Photomicrographs of chelatable and nonchelatable iron accumulation in unbleached age-related macular degeneration (AMD)–affected maculas but not healthy maculas. Large panels show maculas stained with peroidic acid–Schiff (PAS)-hematoxylin, and insets show adjacent sections unstained or stained with Perls-3,3′-diaminobenzidine (DAB) with or without prior deferoxamine chelation. ONL indicates outer nuclear layer; INL, inner nuclear layer; GCL, ganglion cell layer; CNV, choroidal neovascularization. Note that red blood cells are positive for Perls-DAB stain, as expected.
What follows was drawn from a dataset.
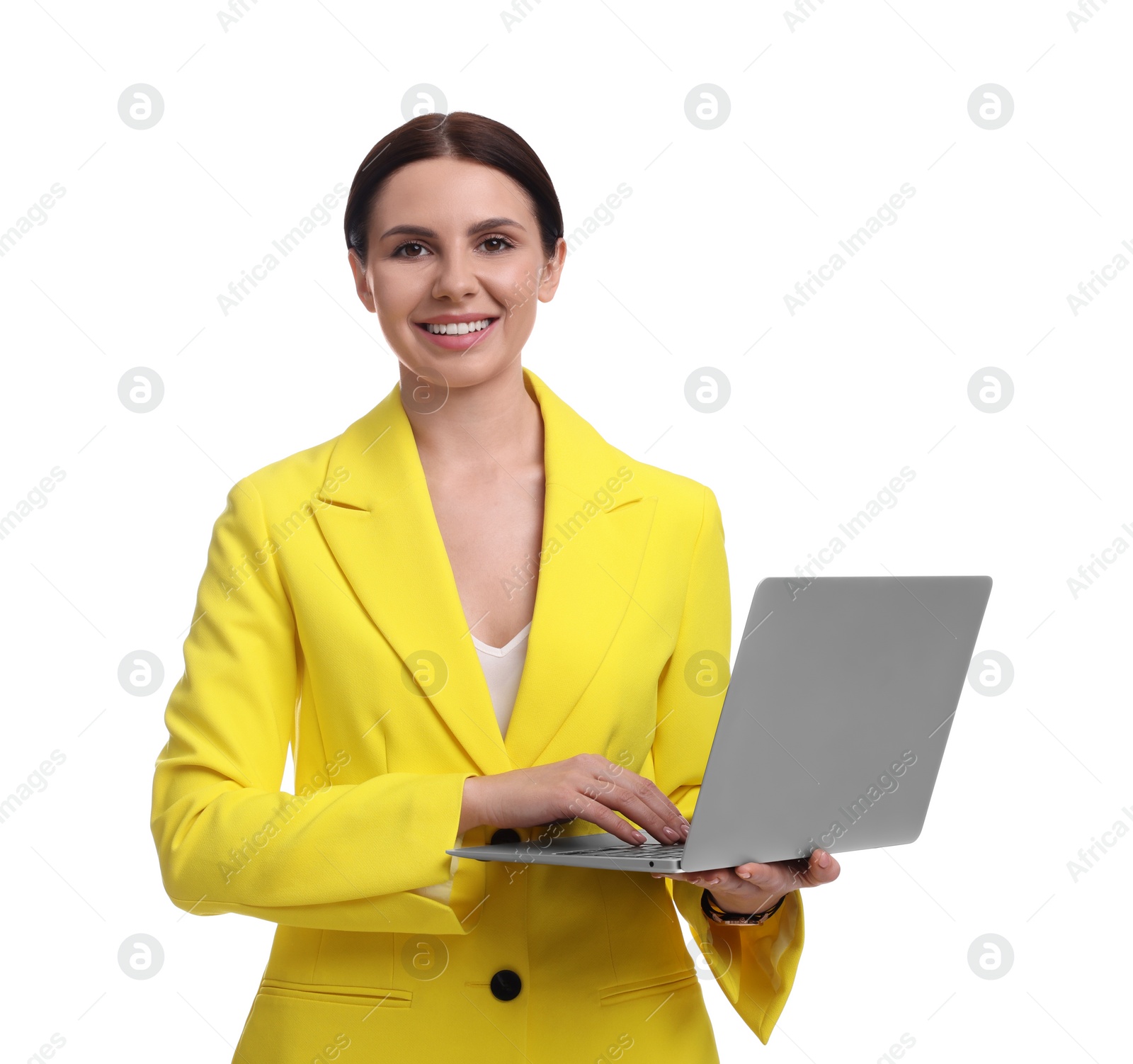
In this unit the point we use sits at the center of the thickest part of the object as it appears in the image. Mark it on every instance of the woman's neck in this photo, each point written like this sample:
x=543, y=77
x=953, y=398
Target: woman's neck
x=491, y=424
A, Healthy macula with minimal Perls-DAB signal observed in the retinal pigment epithelium (RPE) or Bruch’s membrane (Br) of either the chelated or nonchelated sections, which appear only slightly darker than the unstained section. B, Nonexudative AMD–affected macula with signs of early AMD including drusen (not shown), slightly thickened Br, and mild photoreceptor (PR) loss without RPE atrophy. The RPE and Br in the nonchelated section are darker than in the unstained section, owing to increased Perls-DAB stain corresponding to total iron accumulation. Some of the increased iron is chelatable, demonstrated by decreased Perls-DAB stain in the deferoxamine-chelated compared with the nonchelated section. C, Exudative AMD–affected macula with marked PR loss, fibrovascular scarring, sub-RPE deposits, and thickened Br. Choroidal neovascularization is present, with the same vessel in all sections, and few RPE cells (Rs) remain. Iron is increased in the RPE cells and Br and consists of both chelatable and nonchelatable forms. Scale bars indicate 50 μm.